# Need Gears



## theboom320 (Nov 29, 2004)

Tamiya stop making the stadium blitzer. I am having a hard time finding the white plastic gears for a tamiya stadium blitzer. Does anyone know where I can find them ? Does anyone know of a place that would make custom gears ?

Thanks,


----------



## RCMits (Jan 1, 1970)

Wow a Blitzer? Aka the Beetle Blitzer?


















Perhaps ebay, or call tamiya http://www.tamiyausa.com/ and ask them where you can find older parts. I saw a new in box blitzer on ebay for about 40$ when i searched.. so I am sure you can too =)

Alot of times, local hobby shops can pick up the parts from their distributor if you know the part number..
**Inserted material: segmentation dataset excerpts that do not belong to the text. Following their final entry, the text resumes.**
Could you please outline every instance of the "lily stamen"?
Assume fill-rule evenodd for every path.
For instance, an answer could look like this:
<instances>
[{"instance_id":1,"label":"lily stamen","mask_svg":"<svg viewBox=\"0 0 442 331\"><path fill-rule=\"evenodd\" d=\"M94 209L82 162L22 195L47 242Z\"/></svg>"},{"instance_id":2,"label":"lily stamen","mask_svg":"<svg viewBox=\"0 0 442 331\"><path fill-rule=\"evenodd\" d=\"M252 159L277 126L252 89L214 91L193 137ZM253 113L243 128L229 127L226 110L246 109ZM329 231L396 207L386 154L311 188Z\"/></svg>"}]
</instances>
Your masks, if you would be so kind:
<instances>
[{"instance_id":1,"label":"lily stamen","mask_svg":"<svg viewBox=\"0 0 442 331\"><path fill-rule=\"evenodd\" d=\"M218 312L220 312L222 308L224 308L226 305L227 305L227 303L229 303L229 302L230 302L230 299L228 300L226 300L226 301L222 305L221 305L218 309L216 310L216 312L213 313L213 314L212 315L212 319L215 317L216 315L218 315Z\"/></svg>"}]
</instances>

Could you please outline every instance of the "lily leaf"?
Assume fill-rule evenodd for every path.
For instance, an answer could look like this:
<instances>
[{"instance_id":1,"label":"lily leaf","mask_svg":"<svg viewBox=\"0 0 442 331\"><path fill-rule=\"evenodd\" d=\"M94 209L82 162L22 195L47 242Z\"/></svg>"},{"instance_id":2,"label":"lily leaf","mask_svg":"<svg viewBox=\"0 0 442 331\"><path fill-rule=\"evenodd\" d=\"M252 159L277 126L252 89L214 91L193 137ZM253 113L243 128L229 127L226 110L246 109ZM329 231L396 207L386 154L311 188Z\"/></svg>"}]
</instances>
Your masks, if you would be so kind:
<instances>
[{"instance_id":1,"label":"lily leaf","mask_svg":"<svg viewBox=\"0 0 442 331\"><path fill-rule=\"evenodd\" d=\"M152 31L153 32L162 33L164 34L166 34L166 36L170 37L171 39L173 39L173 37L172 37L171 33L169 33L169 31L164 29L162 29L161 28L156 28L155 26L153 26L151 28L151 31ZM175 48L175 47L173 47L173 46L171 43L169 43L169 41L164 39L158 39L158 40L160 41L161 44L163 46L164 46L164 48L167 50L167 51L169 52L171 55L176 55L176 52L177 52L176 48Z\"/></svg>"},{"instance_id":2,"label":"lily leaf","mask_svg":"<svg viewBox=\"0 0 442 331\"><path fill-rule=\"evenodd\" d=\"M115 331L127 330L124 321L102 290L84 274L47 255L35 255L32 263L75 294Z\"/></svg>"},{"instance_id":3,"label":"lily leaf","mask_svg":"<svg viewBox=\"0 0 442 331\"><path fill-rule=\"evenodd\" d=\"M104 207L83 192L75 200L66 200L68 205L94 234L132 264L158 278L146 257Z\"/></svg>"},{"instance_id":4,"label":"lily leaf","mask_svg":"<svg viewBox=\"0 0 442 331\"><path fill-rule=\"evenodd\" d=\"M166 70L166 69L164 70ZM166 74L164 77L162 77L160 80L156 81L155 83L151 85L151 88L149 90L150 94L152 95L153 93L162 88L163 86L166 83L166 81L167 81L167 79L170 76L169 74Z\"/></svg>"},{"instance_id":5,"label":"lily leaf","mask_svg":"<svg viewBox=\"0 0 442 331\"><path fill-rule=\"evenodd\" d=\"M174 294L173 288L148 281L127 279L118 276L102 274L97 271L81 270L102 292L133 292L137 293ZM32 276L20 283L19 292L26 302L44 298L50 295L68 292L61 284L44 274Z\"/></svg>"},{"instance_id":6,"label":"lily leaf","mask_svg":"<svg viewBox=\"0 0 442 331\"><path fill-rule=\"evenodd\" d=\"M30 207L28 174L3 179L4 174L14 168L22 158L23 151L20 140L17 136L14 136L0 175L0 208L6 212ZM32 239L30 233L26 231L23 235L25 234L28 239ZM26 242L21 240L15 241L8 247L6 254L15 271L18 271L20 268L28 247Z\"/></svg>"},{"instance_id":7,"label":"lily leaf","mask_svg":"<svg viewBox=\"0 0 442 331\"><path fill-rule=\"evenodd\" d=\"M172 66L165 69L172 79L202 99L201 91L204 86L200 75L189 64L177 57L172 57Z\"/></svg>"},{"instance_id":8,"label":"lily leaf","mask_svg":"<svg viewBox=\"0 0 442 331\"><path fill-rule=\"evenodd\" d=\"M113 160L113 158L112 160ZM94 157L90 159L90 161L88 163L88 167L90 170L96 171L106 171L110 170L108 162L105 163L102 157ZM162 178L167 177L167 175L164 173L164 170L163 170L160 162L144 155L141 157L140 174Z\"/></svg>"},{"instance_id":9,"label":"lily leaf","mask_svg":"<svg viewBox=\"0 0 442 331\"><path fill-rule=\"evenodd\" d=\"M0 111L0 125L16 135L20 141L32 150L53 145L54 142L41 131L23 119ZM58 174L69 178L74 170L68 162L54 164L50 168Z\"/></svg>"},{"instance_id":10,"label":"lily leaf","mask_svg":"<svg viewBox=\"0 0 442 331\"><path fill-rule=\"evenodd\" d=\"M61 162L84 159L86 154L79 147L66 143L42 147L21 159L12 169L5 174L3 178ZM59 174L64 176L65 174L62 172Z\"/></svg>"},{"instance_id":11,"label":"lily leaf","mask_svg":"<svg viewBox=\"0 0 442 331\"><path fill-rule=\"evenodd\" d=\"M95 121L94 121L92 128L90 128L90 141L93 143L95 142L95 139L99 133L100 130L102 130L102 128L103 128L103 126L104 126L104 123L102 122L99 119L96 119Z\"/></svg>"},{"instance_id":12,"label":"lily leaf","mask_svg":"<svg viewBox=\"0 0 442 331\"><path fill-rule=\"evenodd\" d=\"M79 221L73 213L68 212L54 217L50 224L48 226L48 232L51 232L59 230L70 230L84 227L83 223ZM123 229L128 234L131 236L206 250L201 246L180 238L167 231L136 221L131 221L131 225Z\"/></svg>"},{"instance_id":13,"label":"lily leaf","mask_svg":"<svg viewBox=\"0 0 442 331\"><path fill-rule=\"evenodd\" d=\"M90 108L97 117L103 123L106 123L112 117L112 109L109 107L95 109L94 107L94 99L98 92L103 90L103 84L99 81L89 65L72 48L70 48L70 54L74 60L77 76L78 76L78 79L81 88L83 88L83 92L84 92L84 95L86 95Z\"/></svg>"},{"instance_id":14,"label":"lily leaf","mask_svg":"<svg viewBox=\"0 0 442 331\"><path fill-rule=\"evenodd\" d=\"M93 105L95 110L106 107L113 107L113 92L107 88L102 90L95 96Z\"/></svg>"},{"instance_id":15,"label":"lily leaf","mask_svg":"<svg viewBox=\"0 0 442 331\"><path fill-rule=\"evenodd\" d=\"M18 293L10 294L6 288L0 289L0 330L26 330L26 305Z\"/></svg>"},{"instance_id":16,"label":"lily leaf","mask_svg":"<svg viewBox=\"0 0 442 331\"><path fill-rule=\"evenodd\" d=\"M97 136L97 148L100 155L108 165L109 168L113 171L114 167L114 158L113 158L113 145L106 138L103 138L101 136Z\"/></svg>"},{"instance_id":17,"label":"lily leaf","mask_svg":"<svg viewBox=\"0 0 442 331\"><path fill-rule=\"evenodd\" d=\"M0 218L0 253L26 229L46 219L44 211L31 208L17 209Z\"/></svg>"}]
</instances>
Take a look here on Tamiya's website , see if you find it: http://www.tamiyausa.com/product/rcpss.php?command=parts&kit_id=58106
and then call your local hobbyshop.

Here is a link to the parts in PDF (Adobe Acrobat). 
http://www.tamiyausa.com/pdf/58106.pdf

Hope that helps.


----------



## c barsalow (Aug 15, 2002)

robinson used to make a spur gear adapter


----------



## theboom320 (Nov 29, 2004)

Tried tamiya and local hobby stores. No luck. I ordered one gear all the way from england and thats the only one I have. I am thinking about maybe replacing the whole gear box with something like a stampede or rustler gear box.


----------



## theboom320 (Nov 29, 2004)

c barsalow said:


> robinson used to make a spur gear adapter



Whats that ?


----------